Como o Natal da pandemia pode oferecer um fôlego de esperança para 2021?

Chegamos no Natal de 2020, ano de transformações profundas na vida de todos ao redor do globo terrestre. Muitos se foram, outros comemoraram a volta e houve os que acreditaram que o cuidado era necessário para diminuir a velocidade da infecção pelo coronavirus. Felizmente, a maioria das pessoas é lúcida o suficiente para compreender que as precauções são necessárias para si, para seus entes queridos e, mais ainda, como uma demonstração de cidadania e respeito pelo ser humano. A Covid-19 chegou no Brasil fazendo estardalhaço, pelas notícias terríveis recebidas de países assolados antes e demonstrando que, pelas novas características, os cientistas não estavam preparados para essa triste novidade. Muitos profissionais da saúde foram abatidos pela falta de paramentos adequados, dedicados a conter o avanço da doença que apresentou uma triste realidade. Paralelamente houve descrédito, incentivado por pessoas que, apesar da projeção que têm no cenário nacional, subestimaram os efeitos nocivos da pandemia e retardaram as iniciativas que poderiam minimizar a realidade que vivemos.

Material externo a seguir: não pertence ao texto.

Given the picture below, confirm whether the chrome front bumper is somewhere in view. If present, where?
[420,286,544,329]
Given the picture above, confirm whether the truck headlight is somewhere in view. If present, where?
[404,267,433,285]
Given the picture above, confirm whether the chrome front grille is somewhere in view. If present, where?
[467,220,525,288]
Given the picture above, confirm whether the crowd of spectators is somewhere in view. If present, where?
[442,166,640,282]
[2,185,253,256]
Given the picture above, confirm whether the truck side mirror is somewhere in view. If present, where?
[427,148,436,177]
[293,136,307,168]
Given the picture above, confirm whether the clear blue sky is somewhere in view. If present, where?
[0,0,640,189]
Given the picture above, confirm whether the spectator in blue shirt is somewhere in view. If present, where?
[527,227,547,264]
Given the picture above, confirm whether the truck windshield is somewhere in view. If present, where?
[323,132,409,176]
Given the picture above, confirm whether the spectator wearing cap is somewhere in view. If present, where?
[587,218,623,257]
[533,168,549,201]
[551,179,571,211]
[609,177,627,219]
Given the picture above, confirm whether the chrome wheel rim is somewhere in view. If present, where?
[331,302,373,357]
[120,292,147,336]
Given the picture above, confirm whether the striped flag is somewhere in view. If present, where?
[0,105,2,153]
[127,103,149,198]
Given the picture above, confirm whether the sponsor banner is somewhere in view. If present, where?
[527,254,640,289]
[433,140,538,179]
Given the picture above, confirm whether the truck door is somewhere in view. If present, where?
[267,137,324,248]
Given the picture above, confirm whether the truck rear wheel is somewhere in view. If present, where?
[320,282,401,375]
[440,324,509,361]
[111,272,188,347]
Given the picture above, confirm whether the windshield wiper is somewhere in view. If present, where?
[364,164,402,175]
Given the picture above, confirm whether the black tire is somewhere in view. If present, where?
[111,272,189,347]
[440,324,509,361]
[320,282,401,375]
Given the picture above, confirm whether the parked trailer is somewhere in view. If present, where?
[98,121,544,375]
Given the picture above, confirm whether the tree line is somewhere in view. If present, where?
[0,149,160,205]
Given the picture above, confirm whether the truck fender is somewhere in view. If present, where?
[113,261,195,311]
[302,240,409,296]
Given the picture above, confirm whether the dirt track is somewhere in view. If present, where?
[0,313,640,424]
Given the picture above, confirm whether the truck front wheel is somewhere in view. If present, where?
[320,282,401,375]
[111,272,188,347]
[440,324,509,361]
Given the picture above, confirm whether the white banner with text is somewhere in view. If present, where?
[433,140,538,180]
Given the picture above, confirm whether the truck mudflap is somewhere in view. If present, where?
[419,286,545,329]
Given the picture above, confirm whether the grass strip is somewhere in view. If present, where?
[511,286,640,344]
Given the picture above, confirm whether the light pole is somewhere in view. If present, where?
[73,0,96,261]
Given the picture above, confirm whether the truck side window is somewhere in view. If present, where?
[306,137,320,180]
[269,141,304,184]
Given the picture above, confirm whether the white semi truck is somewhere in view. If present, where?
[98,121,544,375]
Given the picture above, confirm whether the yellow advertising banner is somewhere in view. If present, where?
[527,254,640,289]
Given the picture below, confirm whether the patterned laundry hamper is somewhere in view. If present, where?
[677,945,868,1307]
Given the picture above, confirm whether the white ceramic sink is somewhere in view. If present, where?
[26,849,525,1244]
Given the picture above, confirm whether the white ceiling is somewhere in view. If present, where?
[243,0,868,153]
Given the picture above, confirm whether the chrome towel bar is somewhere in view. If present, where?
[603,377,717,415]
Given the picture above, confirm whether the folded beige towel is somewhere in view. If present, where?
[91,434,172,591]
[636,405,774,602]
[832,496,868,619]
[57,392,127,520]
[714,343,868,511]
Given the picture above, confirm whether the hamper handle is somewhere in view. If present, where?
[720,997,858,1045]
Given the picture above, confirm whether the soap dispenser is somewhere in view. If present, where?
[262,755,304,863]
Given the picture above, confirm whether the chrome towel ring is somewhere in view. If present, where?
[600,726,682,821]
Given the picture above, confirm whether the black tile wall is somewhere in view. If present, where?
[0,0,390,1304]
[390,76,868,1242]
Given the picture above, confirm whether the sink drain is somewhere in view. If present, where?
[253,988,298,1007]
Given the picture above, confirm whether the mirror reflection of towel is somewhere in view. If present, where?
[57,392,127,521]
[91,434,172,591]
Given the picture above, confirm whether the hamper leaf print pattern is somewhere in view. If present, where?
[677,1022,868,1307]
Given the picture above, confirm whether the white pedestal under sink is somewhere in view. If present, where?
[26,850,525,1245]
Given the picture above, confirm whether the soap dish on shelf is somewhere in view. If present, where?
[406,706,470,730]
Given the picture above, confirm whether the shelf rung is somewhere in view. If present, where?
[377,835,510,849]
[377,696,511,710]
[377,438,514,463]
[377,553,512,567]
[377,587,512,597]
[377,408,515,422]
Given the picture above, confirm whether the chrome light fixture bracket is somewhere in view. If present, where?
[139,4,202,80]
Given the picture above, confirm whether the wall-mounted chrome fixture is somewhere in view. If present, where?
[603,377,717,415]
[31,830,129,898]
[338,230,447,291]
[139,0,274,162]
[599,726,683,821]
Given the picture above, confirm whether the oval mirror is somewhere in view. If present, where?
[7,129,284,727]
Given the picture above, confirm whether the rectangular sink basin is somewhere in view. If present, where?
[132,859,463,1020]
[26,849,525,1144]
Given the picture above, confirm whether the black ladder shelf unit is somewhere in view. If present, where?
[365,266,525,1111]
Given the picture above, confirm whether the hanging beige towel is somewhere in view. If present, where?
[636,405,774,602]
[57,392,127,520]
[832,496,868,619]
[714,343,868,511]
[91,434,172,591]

Mas também foram encontradas mensagens muito positivas neste Natal tão especial. Uma delas foi veiculada nas redes sociais, através de uma animação contextualizada para este momento. Um idoso melancólico pela dificuldade em ouvir e desmotivado para utilizar o aparelho auditivo é incentivado a reagir, mas é apenas quando a memória afetiva da própria mãe ensinando-o a tocar piano o traz de volta ao convívio, aliviando a sua dor (https://www.youtube.com/watch?v=vTjtgualL9E&feature=youtu.be). Vale assistir e vibrar com a felicidade de nos sentirmos pertencentes a grupos de pessoas e que, apesar do distanciamento social exigido pelo momento de risco pela Covid-19, estamos cultivando a proximidade de amigos e familiares.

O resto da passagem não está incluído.